- Theatrical release poster
- Directed by: Tom Provost
- Written by: Tom Provost
- Produced by: Daniel Myrick Tom Provost Brandon Blake Tom Rice
- Starring: Mira Sorvino Justin Kirk Tony Curran Shane West
- Cinematography: Collin Brink
- Edited by: Cecily Rhett
- Music by: Conrad Pope
- Production companies: Khartoum Saturn Harvest Films Flatland Pictures
- Distributed by: Lionsgate
- Release date: August 2010 (Rhode Island Film Festival);
- Running time: 87 minutes
- Country: United States
- Language: English
- Budget: $1 million

= The Presence (film) =

The Presence is a 2010 American horror film written and directed by Tom Provost and starring Mira Sorvino, Shane West, and Justin Kirk. It is the directorial debut for Provost.

==Plot==

A woman (Mira Sorvino) arrives at a cabin in an isolated forest on a small island inhabited by the apparition of a man (Shane West) whom she cannot see or hear, and who cannot leave the cabin. The Ghost, although undisturbed, is curious about her and starts watching her, something that she starts to perceive faintly.

After a few days, her boyfriend (Justin Kirk) joins her unannounced and, although surprised, she happily shows him around. She brings him to an elevated spot with a broad view of the area that she claims was a favourite of hers when she was a child. Her boyfriend suddenly proposes to her, and noticing that she is confused and full of doubt, bids her to keep the engagement ring and think about it. At that moment, he loses his balance and nearly falls off, as she rushes to pull him back to safety. The event changes her mind and she accepts his proposal; however, the ring seems to have been lost in the accident.

The same day, while the woman is busy with work and her boyfriend is cooking dinner, the Ghost perceives whispers and, watching her, notices another ghost dressed in black (Tony Curran) who sits very close to her and feeds her with ill words about her relationship, as she apparently cannot see him either but receives his words all the same. The Ghost in Black notices the other ghost and approaches him, proposing to aid him to escape his limited supernatural existence in exchange for his help. The first Ghost notices that the other one’s words affect her, turning her cold and hostile and causing her to snap at her boyfriend. Later that night, the Ghost notices the Ghost in Black sitting between the couple and talking to both in the same secret way, furthermore increasing the tension between them. The following day, the man seeks to discuss things with her, which angers her and makes her break off the engagement. This upsets him and he decides to leave, which she says he cannot do as they can only leave the island on a boat that only comes occasionally unless summoned. He attempts to call but finds out that the cell phone is dead.
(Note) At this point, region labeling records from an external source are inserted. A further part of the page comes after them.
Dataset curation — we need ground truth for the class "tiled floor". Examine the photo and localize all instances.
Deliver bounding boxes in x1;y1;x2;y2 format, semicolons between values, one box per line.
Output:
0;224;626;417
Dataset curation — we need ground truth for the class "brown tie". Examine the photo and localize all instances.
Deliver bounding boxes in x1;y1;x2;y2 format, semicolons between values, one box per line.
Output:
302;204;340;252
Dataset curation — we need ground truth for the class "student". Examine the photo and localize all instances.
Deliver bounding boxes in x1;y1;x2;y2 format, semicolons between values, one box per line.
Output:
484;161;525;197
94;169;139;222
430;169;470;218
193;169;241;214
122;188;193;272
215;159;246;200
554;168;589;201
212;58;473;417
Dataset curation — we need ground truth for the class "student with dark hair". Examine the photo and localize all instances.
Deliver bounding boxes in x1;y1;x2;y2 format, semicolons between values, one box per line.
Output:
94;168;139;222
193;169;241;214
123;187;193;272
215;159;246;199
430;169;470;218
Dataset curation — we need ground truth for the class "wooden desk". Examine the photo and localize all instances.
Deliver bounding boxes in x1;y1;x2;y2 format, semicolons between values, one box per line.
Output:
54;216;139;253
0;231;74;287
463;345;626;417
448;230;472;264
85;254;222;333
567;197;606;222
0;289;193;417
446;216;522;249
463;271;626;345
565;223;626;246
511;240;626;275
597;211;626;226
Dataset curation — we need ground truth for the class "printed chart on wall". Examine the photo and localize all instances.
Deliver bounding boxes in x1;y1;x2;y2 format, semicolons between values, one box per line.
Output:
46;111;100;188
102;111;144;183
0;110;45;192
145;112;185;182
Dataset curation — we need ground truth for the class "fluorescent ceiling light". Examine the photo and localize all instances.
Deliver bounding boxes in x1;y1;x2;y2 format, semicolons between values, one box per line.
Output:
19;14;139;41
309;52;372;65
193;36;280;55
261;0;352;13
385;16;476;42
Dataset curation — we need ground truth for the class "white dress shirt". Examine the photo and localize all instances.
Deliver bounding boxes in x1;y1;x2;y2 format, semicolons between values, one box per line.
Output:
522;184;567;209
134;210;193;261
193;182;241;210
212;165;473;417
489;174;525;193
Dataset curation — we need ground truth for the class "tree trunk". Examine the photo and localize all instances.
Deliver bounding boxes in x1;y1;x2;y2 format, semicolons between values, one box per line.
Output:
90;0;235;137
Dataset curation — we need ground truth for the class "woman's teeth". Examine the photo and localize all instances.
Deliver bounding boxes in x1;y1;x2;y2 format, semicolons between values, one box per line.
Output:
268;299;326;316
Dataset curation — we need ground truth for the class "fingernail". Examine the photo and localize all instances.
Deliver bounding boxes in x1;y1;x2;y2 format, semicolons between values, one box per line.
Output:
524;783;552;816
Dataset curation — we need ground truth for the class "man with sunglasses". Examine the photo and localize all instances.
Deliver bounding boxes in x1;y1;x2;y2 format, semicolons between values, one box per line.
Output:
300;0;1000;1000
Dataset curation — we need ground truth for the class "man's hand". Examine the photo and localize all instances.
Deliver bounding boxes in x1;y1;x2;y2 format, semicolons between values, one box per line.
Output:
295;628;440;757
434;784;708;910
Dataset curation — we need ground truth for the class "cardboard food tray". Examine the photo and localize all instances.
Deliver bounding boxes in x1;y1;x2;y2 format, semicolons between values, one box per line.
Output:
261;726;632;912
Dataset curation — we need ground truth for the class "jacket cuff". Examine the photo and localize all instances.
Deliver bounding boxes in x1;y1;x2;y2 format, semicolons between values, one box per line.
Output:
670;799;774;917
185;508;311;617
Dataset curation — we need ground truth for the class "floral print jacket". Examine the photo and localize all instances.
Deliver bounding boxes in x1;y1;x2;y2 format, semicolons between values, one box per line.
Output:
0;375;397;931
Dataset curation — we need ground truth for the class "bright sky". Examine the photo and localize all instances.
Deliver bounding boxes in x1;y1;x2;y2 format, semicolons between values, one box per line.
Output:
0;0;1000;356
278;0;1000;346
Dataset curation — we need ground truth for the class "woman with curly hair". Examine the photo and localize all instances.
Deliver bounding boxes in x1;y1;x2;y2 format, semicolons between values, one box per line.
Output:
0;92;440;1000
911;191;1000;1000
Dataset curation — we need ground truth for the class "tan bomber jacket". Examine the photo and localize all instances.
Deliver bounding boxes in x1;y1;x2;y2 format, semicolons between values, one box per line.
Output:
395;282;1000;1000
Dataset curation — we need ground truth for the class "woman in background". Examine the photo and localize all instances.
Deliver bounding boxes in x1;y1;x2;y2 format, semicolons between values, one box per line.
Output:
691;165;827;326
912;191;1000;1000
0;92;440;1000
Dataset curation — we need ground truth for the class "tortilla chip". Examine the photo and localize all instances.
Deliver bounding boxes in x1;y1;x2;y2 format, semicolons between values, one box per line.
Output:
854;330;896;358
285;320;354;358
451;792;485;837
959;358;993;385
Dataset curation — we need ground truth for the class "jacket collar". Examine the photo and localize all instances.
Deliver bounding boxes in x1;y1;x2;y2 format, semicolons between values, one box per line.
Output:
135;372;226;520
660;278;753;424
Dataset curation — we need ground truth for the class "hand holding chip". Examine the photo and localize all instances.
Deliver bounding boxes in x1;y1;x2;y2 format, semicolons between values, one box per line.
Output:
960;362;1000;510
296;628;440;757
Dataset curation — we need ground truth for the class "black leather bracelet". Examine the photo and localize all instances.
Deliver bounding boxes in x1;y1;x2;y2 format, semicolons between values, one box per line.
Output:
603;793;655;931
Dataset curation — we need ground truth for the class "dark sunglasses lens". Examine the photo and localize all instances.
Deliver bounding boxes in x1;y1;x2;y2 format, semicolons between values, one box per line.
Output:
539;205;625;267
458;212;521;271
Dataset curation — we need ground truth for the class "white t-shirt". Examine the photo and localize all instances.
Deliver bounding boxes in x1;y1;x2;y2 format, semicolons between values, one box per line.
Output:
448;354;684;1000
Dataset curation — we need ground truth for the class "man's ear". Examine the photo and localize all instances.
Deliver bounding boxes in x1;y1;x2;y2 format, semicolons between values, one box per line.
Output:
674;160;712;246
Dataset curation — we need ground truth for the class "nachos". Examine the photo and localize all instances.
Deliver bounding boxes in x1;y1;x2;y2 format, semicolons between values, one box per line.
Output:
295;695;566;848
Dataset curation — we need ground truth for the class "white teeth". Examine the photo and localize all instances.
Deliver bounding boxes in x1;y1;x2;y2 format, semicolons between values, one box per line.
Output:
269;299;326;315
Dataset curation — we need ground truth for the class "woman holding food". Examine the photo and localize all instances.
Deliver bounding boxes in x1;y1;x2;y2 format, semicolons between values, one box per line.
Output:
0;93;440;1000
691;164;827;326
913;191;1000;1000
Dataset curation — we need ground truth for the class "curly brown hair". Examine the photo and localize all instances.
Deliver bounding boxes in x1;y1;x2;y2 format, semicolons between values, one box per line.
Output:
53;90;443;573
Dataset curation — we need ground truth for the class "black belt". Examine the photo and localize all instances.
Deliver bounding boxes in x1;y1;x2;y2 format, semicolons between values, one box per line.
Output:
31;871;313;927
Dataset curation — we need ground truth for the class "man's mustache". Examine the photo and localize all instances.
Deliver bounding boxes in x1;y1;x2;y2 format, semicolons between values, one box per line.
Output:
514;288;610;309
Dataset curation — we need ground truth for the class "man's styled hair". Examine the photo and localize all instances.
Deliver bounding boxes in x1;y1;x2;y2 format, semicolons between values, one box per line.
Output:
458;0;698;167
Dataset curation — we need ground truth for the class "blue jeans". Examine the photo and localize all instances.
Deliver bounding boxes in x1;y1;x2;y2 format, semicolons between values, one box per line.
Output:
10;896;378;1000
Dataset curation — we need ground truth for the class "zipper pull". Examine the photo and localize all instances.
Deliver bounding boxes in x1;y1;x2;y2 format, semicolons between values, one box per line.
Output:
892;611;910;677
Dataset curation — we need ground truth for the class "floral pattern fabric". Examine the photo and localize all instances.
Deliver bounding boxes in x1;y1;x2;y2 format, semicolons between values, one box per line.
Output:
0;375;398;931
Later, the man makes ready to leave, but before he can do so he tries to look for her, and discovers that she is missing. He goes outside and remembers an opening that she had shown him upon his arrival which leads to the space underneath the cabin, into which he crawls. The woman, arriving back herself after reflecting on things and finding the engagement ring, returns to the cabin hoping to mend things, and finds that he packed his things but cannot determine whether he has departed. She feels the presence of the ghost and questions him about her boyfriend, to which he answers by knocking loudly and informing her that her partner has not left. She crawls into the space underneath the cabin herself and finds him lying unconscious and injured. The Ghost in Black, after threatening the other Ghost for having helped her, reveals himself to her and urges her to smash her partner’s head with a rock, which she seems resolute to do, before she stops and defies the ghost. She goes back outside to call for help, but the Ghost in Black keeps standing in her way. Before he can harm her, she notices some other presence behind him; he then turns around and screams in terror while she escapes.

She retreats into the cabin, where the first Ghost is standing still unseen. He then screams, which makes her notice him and realise that he was never against her. The third presence (Deobia Oparei) enters the cabin; it is revealed in flashbacks that this third Ghost has benignly aided the couple, both saving the man from falling off and later placing the ring for her to find. He rescues the Ghost from his existence and both disappear. Mr. Browman (Muse Watson), a townsman, appears at the door and tells her that he came because he had a feeling that something was wrong and had tried unsuccessfully to communicate with her. They bring her boyfriend out from under the house and take him away on his boat so he can receive medical assistance. As they leave, another silent presence can be seen sitting next to Mr Browman.

==Cast==
- Mira Sorvino as The Woman
- Shane West as Ghost
- Justin Kirk as The Man
- Tony Curran as The Man In Black
- Muse Watson as Mr. Browman
- Deobia Oparei as Woodsman

==Production==
The film was shot in the Mount Hood National Forest in Oregon.